I work within IT and networking, including some work with PTP; my "informed" view on "expensive network cables" is that they are snake oil possibly producing something akin to a placebo effect in purchasers, they think it is better, so they hear it is better.

As to the suggestion that noise can make its way into a playback device through the Ethernet port,from my point of view that would indicate poor to appallingly bad design.

My question about the use of SFP/SFP+ (1G/10G Ethernet) is however very serious, although optics for Ethernet are conceptually similar to optics for TOSLINK, the implementation is very different.
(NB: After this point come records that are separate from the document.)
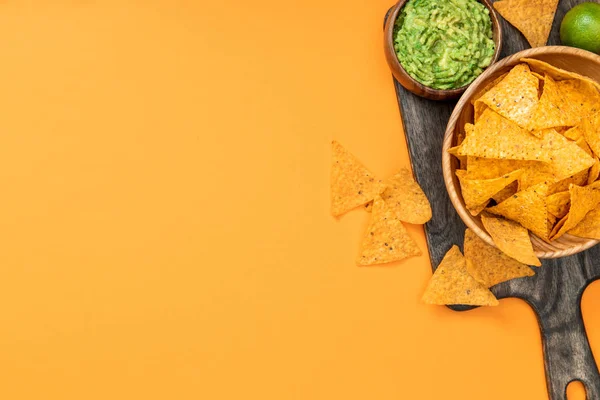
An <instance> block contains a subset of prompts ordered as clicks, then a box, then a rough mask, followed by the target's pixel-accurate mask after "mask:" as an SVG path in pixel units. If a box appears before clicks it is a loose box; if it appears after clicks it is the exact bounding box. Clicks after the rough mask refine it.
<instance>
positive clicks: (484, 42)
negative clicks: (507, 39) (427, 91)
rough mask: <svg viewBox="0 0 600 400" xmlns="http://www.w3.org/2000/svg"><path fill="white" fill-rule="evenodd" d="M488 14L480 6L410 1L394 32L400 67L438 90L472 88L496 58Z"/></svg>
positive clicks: (451, 3) (406, 4)
mask: <svg viewBox="0 0 600 400" xmlns="http://www.w3.org/2000/svg"><path fill="white" fill-rule="evenodd" d="M494 47H495V46H494V41H493V40H492V22H491V20H490V15H489V11H488V9H487V8H486V7H485V6H484V5H483V4H481V3H479V2H477V1H476V0H408V2H407V3H406V4H405V6H404V7H403V8H402V11H401V13H400V15H399V16H398V19H397V21H396V24H395V28H394V48H395V50H396V54H397V55H398V60H400V64H402V67H403V68H404V69H405V70H406V72H408V73H409V75H410V76H412V77H413V78H414V79H416V80H417V81H419V82H421V83H422V84H423V85H425V86H429V87H431V88H434V89H455V88H459V87H462V86H465V85H467V84H469V83H471V82H472V81H473V80H474V79H475V78H477V76H479V74H481V73H482V72H483V69H484V68H485V67H487V66H488V65H490V62H491V61H492V57H493V55H494Z"/></svg>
Reading the information on the "bake off", they mention changing nothing apart from the cable, swapping cables is not the way to do a listening test, switching inputs is much faster, presuming that the preamp has been checked to be the same on all inputs...
 
When playing an audio file from a file server (a NAS is a file server), the audio is encoded (be it WAV, M4A, FLAC etc), the file is then packetised into TCP packets, the TCP packets are then encapsulated into Ethernet frames, the Ethernet frames are then sent as a bitstream (with preamble, Start of Frame and CRC) by the Ethernet NIC; presuming there is no switch or router in between, this sequence is then reversed by the "playing" device.

It depends on your definition of a "file server". Media servers (most NAS devices are also media servers) sometimes use UDP rather than TCP to improve performance. With UDP error correction is left to the application, which could mean that there is no error correction.

I am also interested in why none of the high end audio manufactures sell any devices with SFP or SFP+ to allow for fibre connectivity.

You would have to ask the manufacturers, but I would guess this is down to increased cost, the potential for compatibility issues, a lack of demand and the lack of any real benefit over copper cabling in a domestic setting.

Indeed. And my point is that any issues would also affect any other data transfers, not just music.

Yes, but those issues might not be as noticeable with other data transfers. For example, a straight file copy from one place to another might just take a little longer than it otherwise would, as lost packets are detected and resent. With music streaming you might experience a break in playback.
 
It depends on your definition of a "file server". Media servers (most NAS devices are also media servers) sometimes use UDP rather than TCP to improve performance. With UDP error correction is left to the application, which could mean that there is no error correction.

Ethernet frame structure has CRC (error correction) within the FCS, independent of whether it is UDP or TCP on top.

"Frame check sequence[edit]
The frame check sequence (FCS) is a four-octet cyclic redundancy check (CRC) that allows detection of corrupted data within the entire frame as received on the receiver side. The FCS value is computed as a function of the protected MAC frame fields: source and destination address, length/type field, MAC client data and padding (that is, all fields except the FCS).[3]:section 3.2.9

Running the CRC algorithm over the received frame data including the CRC code will always result in a zero value for error-free received data, because the CRC is a remainder of the data divided by the polynomial. However, this technique can result in "false negatives", in which data with trailing zeroes will also result in the same zero remainder. To avoid this scenario, the FCS is complemented (reversed for each bit) by the sender before it is attached to the end of the payload data.[3]:section 3.2.9 This way, the algorithm result will always be a magic number or CRC32 residue of 0xC704DD7B when data has been received correctly. This allows for receiving a frame and validating the FCS without knowing where the FCS field actually starts."


This is all layer 2 stuff and unavoidable on any ethernet connection.